In their own words: investigators expose the reality of the badger cull

In October 2022, badger cull investigators sent Protect the Wild video and photographs taken using hidden and handheld cameras at what is described by its owner – Mick Wills, a former huntmaster of the Grafton Hunt – as a pet crematorium. The undercover recordings showed in graphic detail the stark reality of how badger carcasses are handled and disposed of at a government-licenced facility.

One hidden camera was positioned near a large plastic container behind some farm buildings where cullers drop the bagged corpses of tagged badgers, another up in the roof supports of a large structure housing an incinerator and farm machinery with a wide-angle view across a concreted yard to an industrial-sized skip.

The investigators left the hidden cameras in place for three weeks, and also recorded on handheld cameras as they walked around the site, which was left unlocked at all times, looking into unsecured vehicles and containers.

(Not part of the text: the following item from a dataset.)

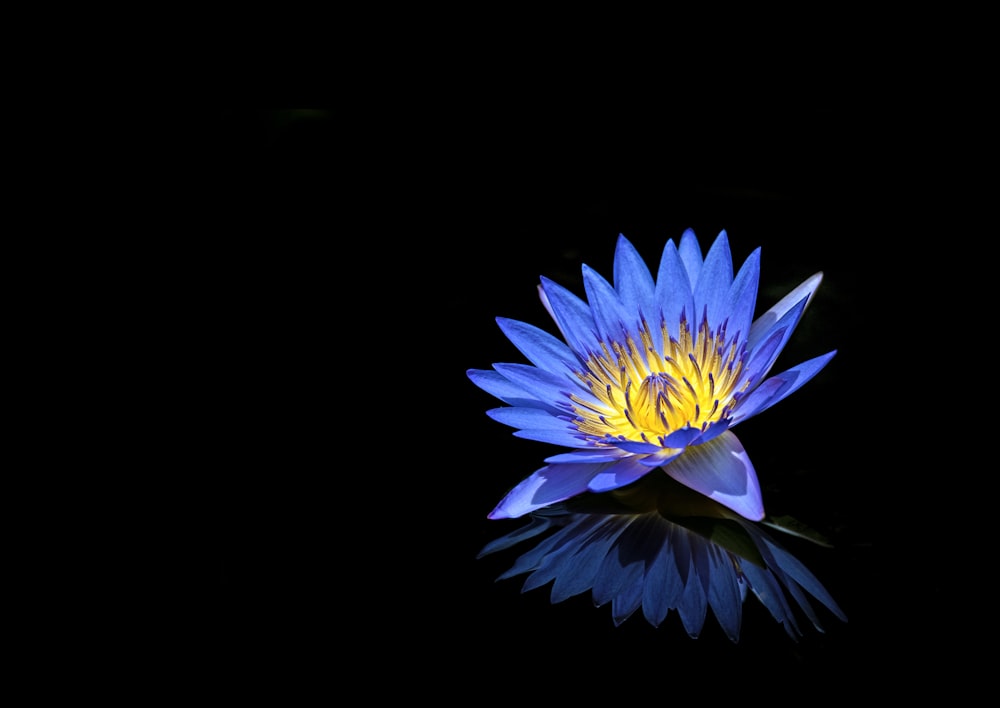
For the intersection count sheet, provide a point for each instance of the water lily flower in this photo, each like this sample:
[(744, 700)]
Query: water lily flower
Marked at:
[(650, 377), (659, 546)]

Here is the story of that investigation in their own words.

 

“Thanks to a tip off from someone close to the Mick Wills family we found out that they were processing badger bodies at his site in Moreton Pinkney, Northamptonshire.

We got to work and quickly found what their schedule was, picking up bagged badger bodies from different bins around Northamptonshire and the Buckinghamshire border. Cage trappers and shooters regularly discarded the gloves in the bushes near the bins.

Those collections would always end up in the Pet Crematorium, where they would be gutting horses for what we presume is feeding the Grafton Hunt hounds, right next to piles and piles of badger bodies.

Those bodies would be removed from the plastic bags that cull shooters are required to use and thrown into an industrial-sized skip, possibly for collection by a bigger company to be turned into meat and bonemeal (MBM) renewable biomass fuel.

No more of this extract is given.